Saloon Session with Will Vesely
Will is involved with Charleston Waterkeeper in many different ways, from outreach to lab work. He first learned about our work while doing research in Dr. Vulava’s lab at the College of Charleston. He then got involved with the College of Charleston Waterkeeper Club, eventually taking on the role of President. Will has done a great deal to help our organization so we are very excited to feature him in the Winter 2016 Valiant Volunteer! We hope you enjoy learning more about another one of our outstanding volunteers!

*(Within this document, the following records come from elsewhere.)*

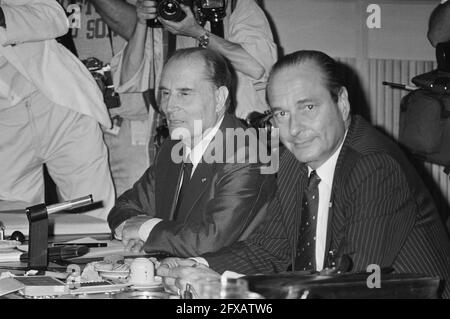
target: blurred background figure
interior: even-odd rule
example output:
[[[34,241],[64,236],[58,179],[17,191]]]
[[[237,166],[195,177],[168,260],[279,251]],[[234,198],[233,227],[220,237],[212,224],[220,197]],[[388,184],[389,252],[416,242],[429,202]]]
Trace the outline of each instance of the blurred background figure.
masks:
[[[0,210],[44,202],[43,165],[60,200],[92,194],[106,219],[114,204],[99,123],[111,122],[86,68],[54,39],[68,21],[56,1],[1,2]]]

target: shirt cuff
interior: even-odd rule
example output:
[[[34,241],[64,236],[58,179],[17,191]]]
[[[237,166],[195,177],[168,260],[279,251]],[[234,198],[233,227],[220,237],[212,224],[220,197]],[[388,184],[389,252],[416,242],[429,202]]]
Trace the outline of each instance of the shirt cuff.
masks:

Tell us a little about your background.
I am originally from Atlanta, Georgia and I am a senior at the College of Charleston majoring in Environmental Geology with a minor in Environmental Studies. I would call myself an environmentalist that is looking to make a major difference to positively change our relationship with nature. I am currently researching water quality, and I previously studied emerging contaminants in the environment. My research interests include examination of water quality impacts due to urbanization and the fate of emerging contaminants. I am the current president of the CofC Waterkeeper Club and have been working hard to build a strong foundation for the club. I think with the foundation that has been laid, the club will take the campus by storm in the coming semesters. In my free time, I enjoy hanging out with my girlfriend Emily and my dog Cal. I also like going on long runs and nature hikes. I enjoy being outside as much as possible and in particular being on the waterways. My local waterway is the Chattahoochee River which flows through metro Atlanta.
What is your connection to the water?
I grew up in Atlanta near the Chattahoochee River and was at the river every chance I got. Growing up near a major urban waterway, I got to see first-hand the visible impact of pollution. I remember walking my dog at the river when I was in 8th grade and seeing entire sections of the Chattahoochee entirely trashed. When it rains in Atlanta, the river becomes unsafe for swimming due to high E. coli levels. Seeing this pollution got me motivated from a young age to make a difference in protecting waterways. I saw the club as a perfect way for me to protect local waterways and be able to educate a college campus about the importance of clean waterways. The club has been such a great opportunity for me personally to prepare for a career in protecting and serving the environment, as well as a great vehicle for me to expand my leadership and communication skills.
Tell us more about your research.
I am currently completing my Bachelor’s Essay on dissolved organic carbon dynamics. In particular, I am looking at the impact of urbanization on the chemical characteristics of dissolved organic carbon in coastal South Carolina estuaries. I got involved with research 2 years ago during a summer internship in Dr. Vijay Vulava’s geochemistry lab studying the fate and transport of pharmaceutical and personal care products in natural soils. Then I was able to get a Summer Undergraduate Research Fund (SURF) grant from the College of Charleston this past summer studying dissolved organic carbon. My future plans are to go to graduate school and continue doing research looking at fate and transport of emerging contaminants. My career goal is to make a tremendous impact collaborating the important science with major land-use decisions. I hope to leave the environment in a better place than when I got here and with a message that people can draw from for years to come.
What is your favorite part of volunteering?
I really enjoy being able to get out in the community and educate people about the importance of good water quality in their lives. Its a great feeling connecting with the public and the communities about the Waterkeeper’s message. The thing that gets me most excited are the clean-ups. This is because you get to see your impact on a particular area immediately, plus it is so important to keep waterways trash-free. The club has adopted Wappoo Cut Boat Landing and it has been essential to our expansion. Clean-ups are also a great way to get children excited about protecting the environment from a young age.
Anything else you would like to share?
I think it’s important to remember for the future of the planet and the environment that hope is not lost. It is an essential for more and more people to light a candle rather than accept the darkness.